Mit der Behauptung einer Aktenwidrigkeit hinwieder vermag der Beschwerdeführer nicht darzutun, inwieweit in den Entscheidungsgründen als Inhalt einer Urkunde oder Aussage etwas angeführt worden sei, was deren Inhalt nicht bildet oder inwieweit der Inhalt einer Aussage oder eines anderen Beweismittels im Urteil unrichtig wiedergegeben worden sei. Der unter dem Gesichtspunkt eines Begründungsmangels nur einen formalen Vergleich gestattende Nichtigkeitsgrund einer Aktenwidrigkeit wird nicht zur Darstellung gebracht, wenn - wie hier - behauptet wird, daß zwischen den vom Gericht getroffenen Tatsachenfeststellungen und den diesen zugrunde gelegten Beweisergebnissen ein Widerspruch bestehe. Die Richtigkeit der auf freier Beweiswürdigung (§ 258 Abs 2 StPO) beruhenden Schlüsse kann jedenfalls unter dem Gesichtspunkt einer Aktenwidrigkeit nicht angefochten werden (Mayerhofer-Rieder StPO3 § 281 Z 5 E 191). Vorliegend konnten sich die Tatrichter auf die (ursprünglichen) Angaben des Zeugen Peter P***** und Josef T*****, bezüglich des Faktums II/1. auch auf die der Zeugin Birgit R*****, deren Glaubwürdigkeit eingehend überprüft worden ist, stützen, weshalb sich die Beschwerdebehauptung, die Überlegungen der Tatrichter entbehrten einer entsprechenden Grundlage, als unzutreffend erweist.
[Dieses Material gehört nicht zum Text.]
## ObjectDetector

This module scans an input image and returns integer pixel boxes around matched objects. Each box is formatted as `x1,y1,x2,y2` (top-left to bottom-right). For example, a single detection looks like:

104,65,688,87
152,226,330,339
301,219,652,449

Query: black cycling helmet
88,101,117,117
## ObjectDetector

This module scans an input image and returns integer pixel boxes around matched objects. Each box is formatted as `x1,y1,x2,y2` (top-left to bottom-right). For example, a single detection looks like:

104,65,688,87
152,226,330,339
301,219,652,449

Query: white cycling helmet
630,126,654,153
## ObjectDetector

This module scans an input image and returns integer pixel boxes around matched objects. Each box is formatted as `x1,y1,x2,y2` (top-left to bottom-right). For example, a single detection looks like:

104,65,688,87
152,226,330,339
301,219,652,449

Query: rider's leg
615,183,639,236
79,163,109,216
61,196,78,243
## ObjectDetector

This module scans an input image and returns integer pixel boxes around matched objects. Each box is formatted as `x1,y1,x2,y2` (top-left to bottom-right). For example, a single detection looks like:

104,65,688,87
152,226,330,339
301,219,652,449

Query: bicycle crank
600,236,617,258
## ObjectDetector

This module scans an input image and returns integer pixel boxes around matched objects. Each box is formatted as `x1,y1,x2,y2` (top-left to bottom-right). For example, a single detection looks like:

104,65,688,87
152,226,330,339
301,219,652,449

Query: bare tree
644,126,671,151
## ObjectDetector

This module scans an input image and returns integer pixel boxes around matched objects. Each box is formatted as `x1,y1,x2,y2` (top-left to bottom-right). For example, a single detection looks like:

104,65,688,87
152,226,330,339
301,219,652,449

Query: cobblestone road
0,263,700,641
Die Rechtsrüge (Z 9 lit a) gelangt nicht zur prozeßordnungsgemäßen Darstellung, weil sie unter Behauptung von Feststellungsmängeln eine Überprüfung des Urteils nach der Tatseite hin und ein Eingehen auf die Beweisfrage verlangt, dabei aber übersieht, daß die gesetzmäßige Ausführung eines materiellrechtlichen Nichtigkeitsgrundes das Festhalten an dem gesamten im Urteil festgestellten Sachverhalt verlangt. Der Nichtigkeitswerber unternimmt solcherart - unter Wiederholung der Argumentation der Mängelrügen - lediglich (abermals) den Versuch, die Beweiswürdigung des Erstgerichtes in Frage zu stellen und darzutun, daß die Verfahrensergebnisse auch andere, für ihn günstigere Feststellungen ermöglicht hätten.
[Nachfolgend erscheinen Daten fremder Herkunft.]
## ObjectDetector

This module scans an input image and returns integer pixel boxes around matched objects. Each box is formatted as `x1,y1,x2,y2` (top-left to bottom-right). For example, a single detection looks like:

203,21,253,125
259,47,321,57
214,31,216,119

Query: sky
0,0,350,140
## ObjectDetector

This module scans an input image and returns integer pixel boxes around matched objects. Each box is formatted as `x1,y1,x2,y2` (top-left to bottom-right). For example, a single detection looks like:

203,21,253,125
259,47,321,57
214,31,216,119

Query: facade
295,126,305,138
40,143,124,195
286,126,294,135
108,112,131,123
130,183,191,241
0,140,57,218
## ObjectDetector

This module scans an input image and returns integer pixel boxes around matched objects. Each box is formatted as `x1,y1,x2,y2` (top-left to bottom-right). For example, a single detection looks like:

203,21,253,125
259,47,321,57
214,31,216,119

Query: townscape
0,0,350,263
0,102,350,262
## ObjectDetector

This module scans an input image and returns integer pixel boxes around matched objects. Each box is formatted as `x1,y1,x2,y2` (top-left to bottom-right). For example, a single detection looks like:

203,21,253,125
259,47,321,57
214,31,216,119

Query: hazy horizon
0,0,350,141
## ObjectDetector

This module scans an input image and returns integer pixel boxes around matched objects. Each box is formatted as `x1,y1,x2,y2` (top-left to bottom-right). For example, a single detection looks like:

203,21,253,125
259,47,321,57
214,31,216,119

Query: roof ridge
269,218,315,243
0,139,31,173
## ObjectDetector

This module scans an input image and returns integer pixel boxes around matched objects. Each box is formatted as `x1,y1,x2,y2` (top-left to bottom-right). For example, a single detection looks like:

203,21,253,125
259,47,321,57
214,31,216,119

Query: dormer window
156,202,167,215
Letztlich wird auch mit dem Einwand, es mangle dem Urteil an Feststellungen über jene Suchtgiftmengen, die der Angeklagte besessen oder in Verkehr gebracht haben solle, was "zur unrichtigen Lösung der Rechtsfrage führe, ob der vom Erstgericht auf Grund von ihm durchgeführten und gewürdigten Beweise festgestellte Sachverhalt einem strafgerichtlichen Tatbestand in objektiver und subjektiver Weise erfülle" der angezogene Nichtigkeitsgrund mangels näherer Substantiierung nicht in einer der Erörterung zugänglichen Weise geltend gemacht, wobei außerdem jene Urteilsfeststellungen übergangen werden, welche die für die Tatbestandserfüllung erforderlichen (Mindest-)Mengen konstatieren.

Die Nichtigkeitsbeschwerde war daher teils als offenbar unbegründet (§ 285 d Abs 1 Z 2 StPO), teils als nicht gesetzmäßig ausgeführt (§ 285 d Abs 1 Z 1 iVm § 285 a Z 2 StPO) bereits bei der nichtöffentlichen Beratung zurückzuweisen.

Die Entscheidung über die Berufung fällt in die Zuständigkeit des Oberlandesgerichtes Linz (§ 285 i StPO).